To the Bible Christians who had little interest in proselytizing, ‘spiritual darkness’ meant an absence of attention from dissenting groups. Their itinerant ministers pursued punishing schedules of travel through rugged countryside to reach isolated farmsteads where they worked to save souls one by one.

Bible Christian Impact (white squares) on Southwest England
H McLeod, Religion and Society in England, 1850-1914, 1996

The small size, relative isolation and limited diversity of Bratton Clovelly, along with a plethora of accessible resources, now afford the opportunity to pinpoint many of the souls who were being saved. Were they the ‘poor and ignorant’ sometimes assumed to be those most attracted by evangelical revivals and dramatic conversions? Did they live on the fringes of their communities with their notions of temperate discipline? Did they live, marry, work or move together? Did their congregations rise and fall with the rise and fall of the parish, or were there other drivers?

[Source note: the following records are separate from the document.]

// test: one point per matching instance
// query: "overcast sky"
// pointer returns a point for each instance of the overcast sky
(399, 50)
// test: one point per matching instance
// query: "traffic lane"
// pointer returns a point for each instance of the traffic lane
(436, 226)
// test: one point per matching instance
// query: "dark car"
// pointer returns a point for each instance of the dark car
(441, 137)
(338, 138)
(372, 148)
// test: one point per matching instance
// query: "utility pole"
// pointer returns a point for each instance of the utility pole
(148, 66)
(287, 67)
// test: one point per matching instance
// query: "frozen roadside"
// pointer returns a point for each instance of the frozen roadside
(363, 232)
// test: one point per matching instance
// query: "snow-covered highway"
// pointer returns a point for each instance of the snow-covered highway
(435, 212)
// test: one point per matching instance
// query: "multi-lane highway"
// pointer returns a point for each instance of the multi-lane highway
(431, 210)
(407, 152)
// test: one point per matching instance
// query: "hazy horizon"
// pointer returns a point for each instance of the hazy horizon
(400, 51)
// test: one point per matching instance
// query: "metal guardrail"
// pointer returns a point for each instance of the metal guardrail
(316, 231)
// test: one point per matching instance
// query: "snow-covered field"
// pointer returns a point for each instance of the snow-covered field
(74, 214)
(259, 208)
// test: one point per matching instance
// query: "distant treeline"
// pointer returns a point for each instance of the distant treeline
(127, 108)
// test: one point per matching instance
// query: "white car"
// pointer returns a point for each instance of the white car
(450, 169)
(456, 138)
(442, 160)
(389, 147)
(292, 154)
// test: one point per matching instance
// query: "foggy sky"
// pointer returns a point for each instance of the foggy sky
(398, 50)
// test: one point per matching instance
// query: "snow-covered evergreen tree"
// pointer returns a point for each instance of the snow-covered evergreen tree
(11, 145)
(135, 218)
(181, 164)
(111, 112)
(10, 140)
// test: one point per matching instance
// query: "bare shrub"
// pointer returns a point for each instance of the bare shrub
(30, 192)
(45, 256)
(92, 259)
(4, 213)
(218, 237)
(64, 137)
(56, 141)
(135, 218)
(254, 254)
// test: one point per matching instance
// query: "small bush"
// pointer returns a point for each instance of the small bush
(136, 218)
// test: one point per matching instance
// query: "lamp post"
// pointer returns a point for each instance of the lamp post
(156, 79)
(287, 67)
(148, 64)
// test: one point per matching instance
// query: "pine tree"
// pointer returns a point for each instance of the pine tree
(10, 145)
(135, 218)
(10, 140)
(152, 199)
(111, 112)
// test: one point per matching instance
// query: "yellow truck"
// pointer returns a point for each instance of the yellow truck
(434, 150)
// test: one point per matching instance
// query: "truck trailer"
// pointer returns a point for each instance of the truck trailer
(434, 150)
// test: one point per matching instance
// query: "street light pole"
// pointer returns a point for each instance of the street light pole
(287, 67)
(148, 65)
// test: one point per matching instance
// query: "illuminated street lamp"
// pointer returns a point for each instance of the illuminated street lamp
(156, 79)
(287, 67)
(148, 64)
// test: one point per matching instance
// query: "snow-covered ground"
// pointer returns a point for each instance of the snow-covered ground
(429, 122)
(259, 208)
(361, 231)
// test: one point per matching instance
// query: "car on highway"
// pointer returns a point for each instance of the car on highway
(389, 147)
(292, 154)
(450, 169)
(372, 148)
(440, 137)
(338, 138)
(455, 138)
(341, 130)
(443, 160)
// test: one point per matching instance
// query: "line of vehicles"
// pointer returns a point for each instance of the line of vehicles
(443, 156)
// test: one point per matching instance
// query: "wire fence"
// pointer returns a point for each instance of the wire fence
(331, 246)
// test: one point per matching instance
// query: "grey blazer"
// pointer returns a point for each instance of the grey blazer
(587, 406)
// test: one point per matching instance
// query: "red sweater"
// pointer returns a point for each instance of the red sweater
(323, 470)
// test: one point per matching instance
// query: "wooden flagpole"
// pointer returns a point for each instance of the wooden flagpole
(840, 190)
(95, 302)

Early indications are that an examination of Bratton Clovelly’s nonconformity at the level of individuals may challenge some of the more prominent generalisations regarding evangelistic congregations, patterns of kinship relations and patterns of migration in this timeframe. Preliminary research on the parish points to a possibly intricate web of interrelated phenomena where nonconformity is a key component.